Navy, county to test private wells

Whidbey Island Naval Air Station plans to sample privately- owned wells adjacent to Navy property to detect whether a chemical has migrated past the current treatment system.

Whidbey Island Naval Air Station plans to sample privately- owned wells adjacent to Navy property to detect whether a chemical has migrated past the current treatment system.

According to a news release the base issued Tuesday, representatives from the base and Island County Health Department will discuss the situation in a media briefing today.

The chemical, 1,4-dioxane, was used as a stabilizer in degreasing solvents used to clean aircraft parts. In high levels, the chemical can cause cancer.

“At this point we don’t know the extent of the contaminant,” Keith Higman, Island County’s environmental health director, said Tuesday morning.

For the past 10 years, the Navy has been treating contaminated groundwater beneath an old landfill on Navy property known as Landfill 6. This former landfill is south of Ault Field Road and west of Highway 20.

Higman said Island County will work with the Navy to develop a testing program to discover where the dioxane has spread.

Higman stressed that the Enviromental Protection Agency’s recommended concentration level of 4 milligrams per liter is far above the level of dioxane in groundwater found at the Navy’s property line. That level is 7.95 parts per billion (ppb). The maximum level found in groundwater is 14 ppb at the landfill site.

Recent sampling has detected groundwater concentrations ranging from a high of 14 parts per billion to about 7 ppb at the Navy property line. While a federal Maximum Contaminate Level for consumption of 1,4-dioxane in drinking water has not been developed, Washington state has established a groundwater cleanup level of 7.95 ppb.

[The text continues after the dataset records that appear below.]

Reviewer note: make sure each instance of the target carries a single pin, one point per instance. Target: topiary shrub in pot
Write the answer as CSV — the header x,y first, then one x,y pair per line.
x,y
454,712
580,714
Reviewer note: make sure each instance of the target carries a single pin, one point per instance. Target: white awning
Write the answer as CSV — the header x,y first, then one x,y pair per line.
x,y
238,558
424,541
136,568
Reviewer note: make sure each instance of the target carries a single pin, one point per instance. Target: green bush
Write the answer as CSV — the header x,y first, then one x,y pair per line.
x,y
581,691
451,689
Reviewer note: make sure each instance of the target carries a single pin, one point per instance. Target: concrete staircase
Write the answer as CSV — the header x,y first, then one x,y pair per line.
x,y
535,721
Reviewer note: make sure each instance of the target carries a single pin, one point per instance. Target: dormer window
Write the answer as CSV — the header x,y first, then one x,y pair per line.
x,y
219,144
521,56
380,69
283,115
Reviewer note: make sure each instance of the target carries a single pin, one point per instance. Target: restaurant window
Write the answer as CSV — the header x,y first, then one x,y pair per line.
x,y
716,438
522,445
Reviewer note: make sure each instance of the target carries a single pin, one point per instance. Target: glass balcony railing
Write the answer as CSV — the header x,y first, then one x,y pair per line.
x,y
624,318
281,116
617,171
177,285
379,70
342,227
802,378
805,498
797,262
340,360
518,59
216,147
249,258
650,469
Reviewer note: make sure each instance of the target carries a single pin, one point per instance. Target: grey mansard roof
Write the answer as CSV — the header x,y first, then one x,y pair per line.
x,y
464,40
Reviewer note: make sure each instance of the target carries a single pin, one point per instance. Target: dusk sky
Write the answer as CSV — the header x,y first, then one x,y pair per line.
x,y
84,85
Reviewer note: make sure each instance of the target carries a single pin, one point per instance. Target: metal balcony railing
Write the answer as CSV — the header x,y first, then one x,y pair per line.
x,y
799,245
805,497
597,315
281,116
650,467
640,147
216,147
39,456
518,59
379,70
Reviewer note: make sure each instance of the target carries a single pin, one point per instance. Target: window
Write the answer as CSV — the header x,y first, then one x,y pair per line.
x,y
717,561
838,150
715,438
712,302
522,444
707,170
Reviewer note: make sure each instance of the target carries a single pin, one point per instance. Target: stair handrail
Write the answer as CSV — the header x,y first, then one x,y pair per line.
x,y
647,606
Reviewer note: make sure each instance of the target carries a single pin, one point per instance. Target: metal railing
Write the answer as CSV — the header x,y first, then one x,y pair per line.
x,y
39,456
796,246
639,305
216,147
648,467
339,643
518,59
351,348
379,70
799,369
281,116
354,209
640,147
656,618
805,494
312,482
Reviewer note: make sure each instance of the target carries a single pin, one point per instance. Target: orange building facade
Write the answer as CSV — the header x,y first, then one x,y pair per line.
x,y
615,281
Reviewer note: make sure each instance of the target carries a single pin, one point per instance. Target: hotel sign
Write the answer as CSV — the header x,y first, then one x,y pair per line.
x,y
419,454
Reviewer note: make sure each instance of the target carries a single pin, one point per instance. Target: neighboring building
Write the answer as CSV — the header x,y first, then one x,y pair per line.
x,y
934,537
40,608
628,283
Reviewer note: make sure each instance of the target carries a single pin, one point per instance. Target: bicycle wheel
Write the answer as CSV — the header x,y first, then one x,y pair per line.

Higman said most residents in the area use city water but there are private wells in the area.

Higman referred to a data sheet issued by the Agency of Toxic Substances and Disease Registry that lists dioxane as a compound that is “reasonably anticipated” to cause cancer in humans.

In the early 1990s, solvents trichloroethylene (TCE) and 1,1,1-trichloroethane (TCA) were identified as contaminants and a treatment system was installed to remove them from the groundwater and return the treated water to the aquifer.

Ten years ago, when the base began monitoring the site, low levels of 1,4-dioxane could not be detected. New methods now make it possible to detect this chemical, according to the Navy’s news release. Tests of monitoring wells at Landfill 6 indicate the presence of 1,4-dioxane.

Web sites, including Clu-in.org, Envirotools.org and checnet.org, classify 1,4-dioxane as a “possible” or “probable” factor in human cancer. These sites list “chronic, long term exposure” as the most likely to cause cancer. Workers inhaling the chemical at industrial sites face the greatest human danger. Laboratory animals have developed certain kidney, liver and gall bladder cancers after exposure.

One Web site calculates a person would have to drink two liters of water with a level greater than 3 ppb for more than 70 years to generate one additional cancer case out of a population of 1 million people.